13 Ekim 2019

Kadınlar Ülkesi

 
Kadınlar Ülkesi - Herland
Charlotte Perkins Gilman
Çeviren: Sevda Deniz Karali
İthaki Yayınları
Kasım 2018 (1. basım)
209 sayfa

Kadınlar Ülkesi, Bilimkurgu Klasikleri serisinin otuz dokuzuncu kitabı. İlk kez 1915'te yayımlanmış ve hemen başta belirtmek gerekir, toplumsal açıdan geçerliğini (ne mutlu ki) epeyce yitirmiş ancak feminist yazının nerelerden geldiğini hatırlamak için okunması gerekir diye düşünüyorum.

Adından belli, elimizde bir kadın ülkesi var ama bu, bizim bildiğimiz Amazonlar gibi anaerkil bir toplum falan değil, her nasılsa eşeysiz üremeyi başarmış ve aralarında hiç erkek bulunmayan bir toplum.

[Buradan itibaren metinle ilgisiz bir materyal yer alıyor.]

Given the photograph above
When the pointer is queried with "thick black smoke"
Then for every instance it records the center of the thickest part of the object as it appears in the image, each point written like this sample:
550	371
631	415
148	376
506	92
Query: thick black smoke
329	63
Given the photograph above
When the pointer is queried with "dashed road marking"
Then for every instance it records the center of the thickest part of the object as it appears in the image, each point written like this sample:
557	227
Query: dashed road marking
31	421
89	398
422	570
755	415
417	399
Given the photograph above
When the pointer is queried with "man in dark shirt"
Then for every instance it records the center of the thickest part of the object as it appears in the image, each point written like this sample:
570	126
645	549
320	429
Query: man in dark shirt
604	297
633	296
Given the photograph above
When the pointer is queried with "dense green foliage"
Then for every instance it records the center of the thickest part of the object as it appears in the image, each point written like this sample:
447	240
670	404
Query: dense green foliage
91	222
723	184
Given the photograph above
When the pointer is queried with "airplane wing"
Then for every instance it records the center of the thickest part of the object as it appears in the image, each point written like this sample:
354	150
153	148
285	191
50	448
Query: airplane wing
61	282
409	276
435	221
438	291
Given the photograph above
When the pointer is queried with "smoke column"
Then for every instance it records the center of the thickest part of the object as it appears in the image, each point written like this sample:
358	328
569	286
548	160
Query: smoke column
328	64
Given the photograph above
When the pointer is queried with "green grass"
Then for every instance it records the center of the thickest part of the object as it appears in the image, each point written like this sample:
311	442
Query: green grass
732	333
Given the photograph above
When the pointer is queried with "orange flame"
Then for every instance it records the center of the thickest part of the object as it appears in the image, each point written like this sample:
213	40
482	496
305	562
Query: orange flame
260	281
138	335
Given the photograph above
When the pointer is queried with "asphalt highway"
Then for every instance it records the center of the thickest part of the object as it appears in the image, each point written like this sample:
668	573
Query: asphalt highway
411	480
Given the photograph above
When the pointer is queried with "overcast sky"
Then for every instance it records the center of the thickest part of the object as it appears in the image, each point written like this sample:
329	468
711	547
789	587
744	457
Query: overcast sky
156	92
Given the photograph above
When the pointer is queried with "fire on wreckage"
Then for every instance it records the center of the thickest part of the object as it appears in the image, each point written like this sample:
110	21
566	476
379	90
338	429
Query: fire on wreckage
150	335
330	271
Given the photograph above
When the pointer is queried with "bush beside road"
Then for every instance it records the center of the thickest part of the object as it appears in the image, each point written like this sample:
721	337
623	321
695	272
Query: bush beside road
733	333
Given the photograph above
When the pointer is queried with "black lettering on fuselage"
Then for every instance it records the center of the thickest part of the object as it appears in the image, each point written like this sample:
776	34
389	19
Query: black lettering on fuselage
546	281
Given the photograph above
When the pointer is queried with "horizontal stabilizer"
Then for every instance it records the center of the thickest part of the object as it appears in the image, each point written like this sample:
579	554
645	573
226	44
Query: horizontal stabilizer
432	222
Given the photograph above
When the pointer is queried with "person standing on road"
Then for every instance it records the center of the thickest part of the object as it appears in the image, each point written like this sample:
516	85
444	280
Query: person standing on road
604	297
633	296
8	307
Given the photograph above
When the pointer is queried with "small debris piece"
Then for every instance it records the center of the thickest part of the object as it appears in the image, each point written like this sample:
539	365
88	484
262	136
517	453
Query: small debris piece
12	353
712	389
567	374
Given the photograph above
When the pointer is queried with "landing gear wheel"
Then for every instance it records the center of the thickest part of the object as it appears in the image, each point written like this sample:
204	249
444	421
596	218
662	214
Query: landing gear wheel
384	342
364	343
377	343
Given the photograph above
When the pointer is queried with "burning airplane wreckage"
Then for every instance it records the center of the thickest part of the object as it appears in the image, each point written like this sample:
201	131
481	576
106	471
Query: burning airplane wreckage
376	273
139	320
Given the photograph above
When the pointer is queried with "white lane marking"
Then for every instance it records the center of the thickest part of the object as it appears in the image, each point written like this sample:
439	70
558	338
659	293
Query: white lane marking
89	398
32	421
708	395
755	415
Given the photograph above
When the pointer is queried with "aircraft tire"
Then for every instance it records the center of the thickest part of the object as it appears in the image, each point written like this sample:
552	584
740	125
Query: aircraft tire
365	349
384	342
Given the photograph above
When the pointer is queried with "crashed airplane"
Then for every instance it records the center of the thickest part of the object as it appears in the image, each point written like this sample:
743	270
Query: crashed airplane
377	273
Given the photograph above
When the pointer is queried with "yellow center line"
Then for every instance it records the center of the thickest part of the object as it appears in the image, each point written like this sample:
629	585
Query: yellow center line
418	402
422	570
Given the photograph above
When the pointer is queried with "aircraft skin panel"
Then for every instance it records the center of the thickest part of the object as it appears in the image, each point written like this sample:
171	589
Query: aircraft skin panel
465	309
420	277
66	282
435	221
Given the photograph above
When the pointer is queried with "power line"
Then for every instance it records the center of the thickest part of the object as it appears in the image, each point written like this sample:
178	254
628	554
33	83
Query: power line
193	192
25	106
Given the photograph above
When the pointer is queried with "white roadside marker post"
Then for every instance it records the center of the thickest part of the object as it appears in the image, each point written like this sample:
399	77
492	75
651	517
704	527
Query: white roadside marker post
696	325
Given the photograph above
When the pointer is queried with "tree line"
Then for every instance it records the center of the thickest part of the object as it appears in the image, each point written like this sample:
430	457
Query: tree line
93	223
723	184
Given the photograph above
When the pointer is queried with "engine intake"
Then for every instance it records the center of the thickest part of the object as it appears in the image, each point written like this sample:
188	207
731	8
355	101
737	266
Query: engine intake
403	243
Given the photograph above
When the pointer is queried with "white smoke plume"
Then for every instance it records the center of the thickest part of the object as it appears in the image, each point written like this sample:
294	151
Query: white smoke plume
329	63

Yani, bence de çok sıkıcı evet... Ama bu kadınlar da bunu keyiflerinden yapmamışlar, kuş uçmaz kervan geçmez bir yerdeki ülkelerine düşmanlar saldırıp erkekleri savaşa gidince, ülkelerine açılan doğal geçit de bu arada kapanınca kadın başlarına kalmışlar. Yavaş yavaş ölmeye ve sayıları azalmaya başlamışken içlerinden biri bir mucize eseri hamile kalmış (yok vallahi, kıyıda köşede saklı bir erkek yok ülkede) ve bir kız doğurmuş. Partenogenez (yani döllenmesiz) üreyen bu tek kadının kızları da aynı yolla çoğalmaya başlamışlar ve böylece Kadınlar Ülkesi, tamamı birbirinin akrabası olan sakinleriyle, kendi küçük ve gizli dünyasında yaşamaya devam etmiş. Fakat bu gizli ülke hakkında bazı söylentiler, yakın coğrafyalardaki yerli halklar arasında gezinirmiş.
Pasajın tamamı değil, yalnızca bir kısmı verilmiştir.